Durable outcomes in subsets of solid cancer patients treated with immune checkpoint inhibitors (ICI) or adoptive cell transfer (ACT) immunotherapy has driven interest in gaining a better understanding of resistance mechanisms that could identify novel druggable targets. Myeloid-derived suppressor cells (MDSC) have

emerged as one such barrier based on their ability to inhibit innate and adaptive immunity. While elevated blood MDSC are recognized as a poor prognostic indicator in cancer patients, it is widely thought that the main effector site for MDSC is within the tumor microenvironment (TME). This is in line with the well-documented contact-

dependent mechanisms involving short-lived intermediates that underlie known mechanisms of T cell suppression by MDSC. Our published and preliminary studies enlarge on this view, showing that MDSC also function outside the TME through an unprecedented mechanism of intravascular immune suppression. The

proposed study builds on our discovery that circulating MDSC initiate contact-dependent cleavage of the L- selectin homing receptor on target T cells that substantially reduces antigen-driven expansion of cytotoxic T cells in lymph nodes.

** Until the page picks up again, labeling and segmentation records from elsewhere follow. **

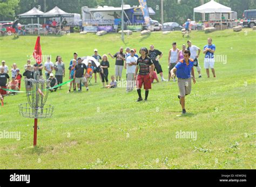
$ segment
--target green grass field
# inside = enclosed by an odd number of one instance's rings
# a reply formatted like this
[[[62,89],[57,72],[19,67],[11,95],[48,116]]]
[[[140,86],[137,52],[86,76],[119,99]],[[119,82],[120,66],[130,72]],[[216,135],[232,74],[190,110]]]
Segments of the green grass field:
[[[125,88],[101,89],[100,82],[93,83],[88,92],[84,88],[68,94],[65,86],[49,94],[47,103],[55,106],[53,116],[39,120],[38,146],[33,148],[33,120],[18,112],[18,105],[26,102],[26,94],[6,97],[0,107],[0,131],[21,131],[21,139],[0,139],[0,168],[255,169],[256,32],[195,31],[190,39],[203,49],[209,37],[216,45],[215,55],[227,60],[216,63],[217,78],[211,74],[208,79],[201,53],[203,78],[197,79],[186,98],[184,116],[178,116],[177,82],[154,84],[148,101],[142,103],[135,102],[137,92],[127,94]],[[36,40],[29,36],[0,37],[0,59],[9,69],[17,63],[23,73]],[[97,48],[102,56],[114,53],[121,46],[138,50],[153,44],[164,53],[160,63],[167,79],[171,43],[177,41],[180,49],[186,40],[179,32],[133,33],[125,36],[125,43],[120,34],[71,34],[42,36],[41,46],[43,54],[62,56],[68,74],[74,52],[90,56]],[[109,60],[111,75],[114,60]],[[197,140],[177,138],[180,130],[197,132]]]

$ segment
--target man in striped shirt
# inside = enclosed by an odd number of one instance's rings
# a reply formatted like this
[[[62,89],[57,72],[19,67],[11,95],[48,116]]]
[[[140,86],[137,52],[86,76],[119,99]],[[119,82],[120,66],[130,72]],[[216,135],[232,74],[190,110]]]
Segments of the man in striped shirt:
[[[151,89],[150,78],[152,75],[152,72],[154,70],[154,64],[153,64],[150,58],[148,57],[149,51],[147,49],[146,47],[142,47],[139,51],[139,53],[142,56],[137,60],[134,77],[134,79],[137,80],[137,91],[139,95],[139,98],[137,100],[137,102],[143,100],[141,93],[142,85],[144,85],[144,89],[145,90],[145,100],[146,101],[147,100],[149,89]],[[151,71],[150,70],[150,66],[151,66]],[[137,76],[139,69],[139,74]]]

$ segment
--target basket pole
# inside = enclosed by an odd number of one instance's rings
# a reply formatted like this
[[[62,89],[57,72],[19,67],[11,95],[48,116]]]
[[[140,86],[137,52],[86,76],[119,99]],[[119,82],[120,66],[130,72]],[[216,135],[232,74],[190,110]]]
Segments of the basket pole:
[[[39,80],[39,70],[37,70],[36,72],[36,80]],[[39,82],[36,83],[36,110],[35,111],[35,120],[34,120],[34,141],[33,146],[36,146],[36,142],[37,138],[37,118],[38,115],[38,101],[39,101]]]
[[[34,147],[36,146],[36,141],[37,137],[37,118],[35,119],[34,121]]]

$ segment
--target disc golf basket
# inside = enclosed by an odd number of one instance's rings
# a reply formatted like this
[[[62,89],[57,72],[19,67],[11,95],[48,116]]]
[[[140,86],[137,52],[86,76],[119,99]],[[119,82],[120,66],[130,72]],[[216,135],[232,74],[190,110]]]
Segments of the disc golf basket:
[[[36,72],[35,72],[36,73]],[[36,146],[37,119],[51,117],[54,107],[46,105],[49,91],[46,89],[50,80],[37,79],[25,79],[28,103],[19,105],[19,114],[24,117],[32,118],[34,121],[33,146]]]

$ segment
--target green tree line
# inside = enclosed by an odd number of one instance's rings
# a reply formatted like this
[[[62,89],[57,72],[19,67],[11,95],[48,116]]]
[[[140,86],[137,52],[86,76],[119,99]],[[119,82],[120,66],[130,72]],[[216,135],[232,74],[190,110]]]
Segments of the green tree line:
[[[176,22],[183,23],[187,18],[193,19],[193,8],[206,3],[210,0],[164,0],[164,20],[165,22]],[[238,18],[242,18],[245,10],[255,9],[256,0],[215,0],[224,5],[231,7],[238,12]],[[131,6],[138,5],[138,0],[124,0],[124,3]],[[55,6],[70,13],[81,13],[82,6],[89,8],[98,5],[120,6],[121,0],[0,0],[0,20],[14,20],[19,14],[24,13],[36,7],[45,12]],[[152,18],[161,20],[160,0],[147,0],[149,7],[156,12]],[[201,15],[196,14],[196,19],[201,20]]]

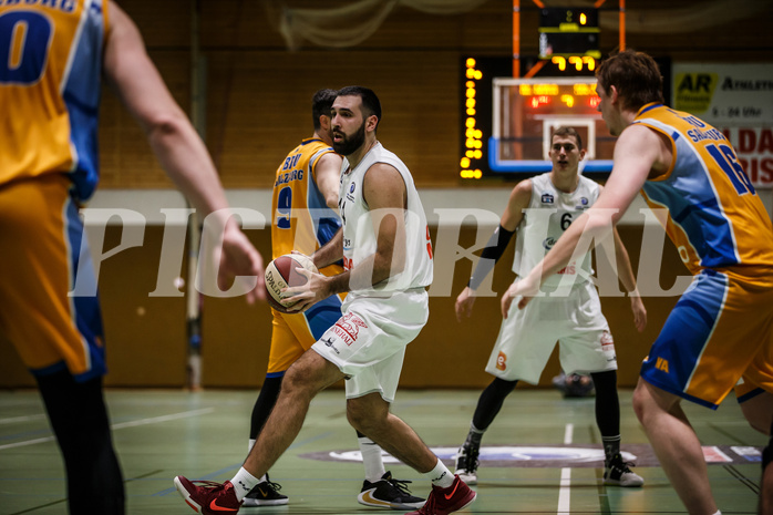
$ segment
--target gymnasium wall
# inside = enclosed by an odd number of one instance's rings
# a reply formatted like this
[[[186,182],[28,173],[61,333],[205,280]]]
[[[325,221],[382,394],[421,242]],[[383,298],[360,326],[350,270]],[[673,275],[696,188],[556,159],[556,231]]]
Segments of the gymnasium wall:
[[[750,0],[751,1],[751,0]],[[148,52],[174,96],[188,109],[190,95],[190,4],[187,0],[124,0],[118,2],[143,32]],[[276,166],[297,142],[311,135],[309,104],[319,87],[362,84],[381,97],[384,116],[379,138],[400,155],[420,188],[440,190],[449,204],[458,204],[472,190],[497,188],[496,202],[482,208],[499,213],[502,198],[513,182],[462,183],[458,178],[460,70],[470,55],[507,56],[512,53],[512,2],[489,0],[465,14],[431,16],[396,8],[374,35],[349,49],[306,44],[288,51],[270,14],[270,1],[203,1],[200,45],[206,60],[204,136],[229,190],[269,188]],[[318,1],[287,3],[318,8]],[[332,2],[341,4],[342,2]],[[537,11],[522,0],[522,53],[536,54]],[[566,4],[570,2],[563,2]],[[583,2],[574,2],[583,4]],[[586,2],[585,4],[592,3]],[[610,0],[610,8],[616,2]],[[704,2],[679,2],[680,10],[700,9]],[[628,16],[642,24],[648,12],[673,9],[667,0],[627,2]],[[771,61],[766,20],[756,16],[674,33],[648,31],[628,34],[627,43],[655,56],[712,62]],[[764,12],[763,12],[764,14]],[[643,22],[642,22],[643,20]],[[643,23],[646,25],[646,23]],[[602,29],[608,52],[617,31]],[[144,135],[109,91],[100,127],[103,192],[171,189],[172,183],[153,157]],[[122,205],[120,198],[112,206]],[[431,223],[433,240],[442,226]],[[620,227],[635,269],[641,249],[642,227]],[[120,227],[107,228],[105,249],[117,245]],[[268,230],[249,236],[264,256],[270,256]],[[470,246],[476,228],[465,226],[458,237]],[[171,387],[186,383],[186,306],[184,298],[155,298],[163,228],[148,225],[142,247],[118,253],[102,266],[100,287],[113,387]],[[512,262],[512,246],[502,258]],[[649,255],[648,255],[649,257]],[[480,388],[489,381],[483,372],[496,338],[501,315],[498,298],[476,301],[472,319],[456,322],[455,296],[466,284],[468,260],[453,274],[452,295],[431,298],[431,317],[421,336],[409,346],[402,382],[412,388]],[[686,274],[676,251],[666,244],[661,256],[663,289]],[[504,291],[513,278],[508,267],[497,267],[494,290]],[[619,383],[632,387],[641,359],[657,336],[676,297],[645,298],[650,323],[639,334],[631,321],[629,301],[604,298],[617,343]],[[270,313],[266,305],[249,307],[244,299],[203,299],[203,385],[256,388],[261,384],[270,341]],[[11,346],[0,337],[0,388],[32,385]],[[558,372],[552,359],[540,384]]]

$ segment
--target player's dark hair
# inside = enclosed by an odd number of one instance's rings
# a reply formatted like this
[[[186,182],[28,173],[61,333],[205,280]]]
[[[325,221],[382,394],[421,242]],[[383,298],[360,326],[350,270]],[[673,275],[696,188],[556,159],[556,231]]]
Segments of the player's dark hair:
[[[362,114],[364,117],[375,115],[375,127],[381,123],[381,102],[373,90],[363,86],[346,86],[338,91],[338,96],[359,96],[362,100]]]
[[[601,62],[596,78],[607,94],[617,89],[622,106],[639,111],[650,102],[663,103],[663,78],[655,59],[643,52],[625,50]]]
[[[330,107],[333,106],[333,101],[338,96],[336,90],[319,90],[311,99],[311,117],[315,124],[315,131],[319,131],[321,124],[319,117],[322,115],[330,116]]]
[[[583,138],[579,133],[575,131],[575,127],[558,127],[553,132],[553,136],[571,136],[577,142],[577,150],[583,150]],[[553,136],[550,136],[550,142],[553,142]]]

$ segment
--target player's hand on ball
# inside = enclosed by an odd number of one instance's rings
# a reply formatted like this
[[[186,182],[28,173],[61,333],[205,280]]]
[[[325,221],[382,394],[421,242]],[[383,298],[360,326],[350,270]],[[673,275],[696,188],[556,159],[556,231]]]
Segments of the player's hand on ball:
[[[296,271],[306,277],[307,281],[305,285],[290,286],[281,290],[280,302],[285,305],[288,312],[303,312],[320,300],[330,297],[326,276],[300,267],[296,268]]]

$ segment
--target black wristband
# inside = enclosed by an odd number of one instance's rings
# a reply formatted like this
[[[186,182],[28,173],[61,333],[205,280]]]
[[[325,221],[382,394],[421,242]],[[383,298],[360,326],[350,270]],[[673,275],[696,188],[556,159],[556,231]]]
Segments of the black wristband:
[[[477,260],[477,266],[470,278],[470,282],[467,282],[471,289],[476,290],[483,282],[483,279],[494,269],[494,265],[505,254],[505,249],[514,234],[515,230],[507,230],[502,225],[496,228],[483,253],[481,253],[481,259]]]

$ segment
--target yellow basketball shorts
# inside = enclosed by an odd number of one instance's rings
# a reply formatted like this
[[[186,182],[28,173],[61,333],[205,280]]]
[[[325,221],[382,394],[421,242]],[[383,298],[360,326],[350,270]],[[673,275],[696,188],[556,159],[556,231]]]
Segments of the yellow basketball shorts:
[[[287,369],[309,350],[341,318],[341,299],[333,295],[302,313],[281,313],[271,309],[271,349],[268,353],[267,378],[285,374]]]
[[[740,401],[757,389],[773,392],[773,268],[697,275],[652,344],[641,377],[712,409],[733,388]]]
[[[0,331],[33,374],[85,381],[106,367],[97,296],[69,296],[79,265],[94,282],[71,186],[64,175],[0,186]]]

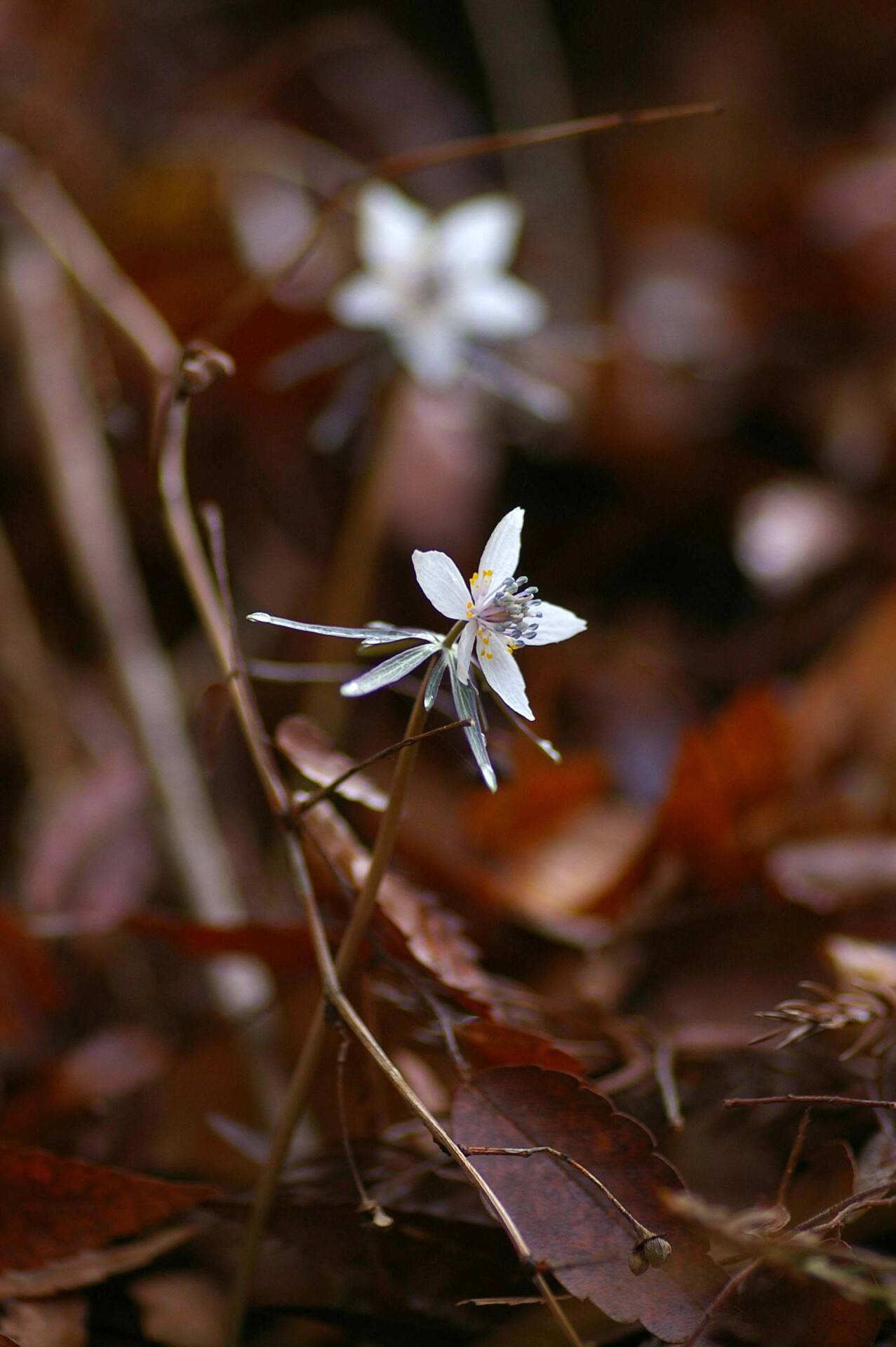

We further found that L-selectin loss coincides with the formation of stable MDSC clusters in the

blood of murine tumor models and advanced cancer patients. We term these new structures circulating myeloid cell (CMC) clusters. These observations led us to hypothesize that CMC clusters are an unrecognized functional niche for systemic immune suppression in cancer. To test this hypothesis, we will first determine if blood-borne

MDSC target not only naïve T cells, but more broadly attack stem cell memory and central memory T cells and natural killer cells that each require L-selectin for their antitumor activity. Secondly, we will determine if CMC clusters are the active site of L-selectin cleavage by using a multipronged genetic approach to examine L-selectin

fate following disruption of MDSC-T cell conjugate formation in vivo. These mechanistic studies center on β2 integrins that are highly expressed by MDSC but are normally inactive on leukocytes in fast-flowing blood under non-pathological conditions. Thirdly, we will examine the translational relevance of CMC clusters during ICI or

ACT therapy in a preclinical model in which blood is the primary effector site for MDSC due to their exclusion from the TME (by blocking chemokine-directed trafficking) and spleen (by splenectomy). We will deplete circulating MDSC in this model using antibodies or a clinically relevant liver-X-receptor agonist that induces

MDSC-intrinsic apoptosis to establish if blood-borne MDSC contribute to therapeutic resistance. Complementary studies will test the hypothesis that combining the analysis of circulating MDSC with CMC clusters and/or T cell L-selectin will formulate an immunosuppressive signature that predicts response to first-line therapy in metastatic

cancer patients. The proposed studies will provide new insights into an unprecedented function of circulating myeloid cells and could lead to the consideration of CMC clusters as a functional biomarker for prognostication or preselection of patients that would benefit from MDSC-depleting regimens during cancer immunotherapy.